KABUL - The years long dream of the transnational TAPI gas pipeline seems to be coming true as the strategic project connecting Turkeministan, Afghanistan, Pakistan and India is going to start in Afghanistan on Friday.
High level officials from the four countries are expected to attend a ground-breaking ceremony in Herat on Friday to launch the first phase of the TAPI gas pipeline construction process.
Local residents have said that the eventual implementation of the multi-million dollar project will help the country boost its economic growth and prosperity.
Meanwhile, residents and a number of scholars called on the Taliban not to attempt to sabotage the project. They said TAPI is a national asset.
“TAPI helps us to move forward towards a new beginning in Afghanistan,” said one resident in Herat Behroz Majidi.
“Today we see that the people express their support for the project,” another resident Ali said.
According to experts the successful implementation of TAPI in Afghanistan will be followed by three more mega projects in the war-ravaged country.
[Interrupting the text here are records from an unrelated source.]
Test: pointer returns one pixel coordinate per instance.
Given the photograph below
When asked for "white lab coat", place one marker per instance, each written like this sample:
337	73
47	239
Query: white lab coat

TAPI will however, transport gas from Turkmenistan to Afghanistan, Pakistan and India via a 1,814km pipeline.
In Afghanistan, the TAPI pipeline will be constructed alongside the Kandahar–Herat Highway in western Afghanistan, and then via Quetta and Multan in Pakistan. The final destination of the pipeline will be the Indian town of Fazilka, near its border with Pakistan.
Afghanistan is expected to earn $500 million USD in transit duties annually from the project.
The pipeline will be 1,814 kilometers long and will have the capacity of transferring 33 billion cubic meters of gas from Turkmenistan to Pakistan and India through Herat, Farah, Helmand and Nimroz provinces of Afghanistan.
"TAPI is a sign of transforming Afghanistan from a confrontation point into a regional and international cooperation point, and the nation not only welcomes the project but most importantly the concept," President Ashraf Ghani said.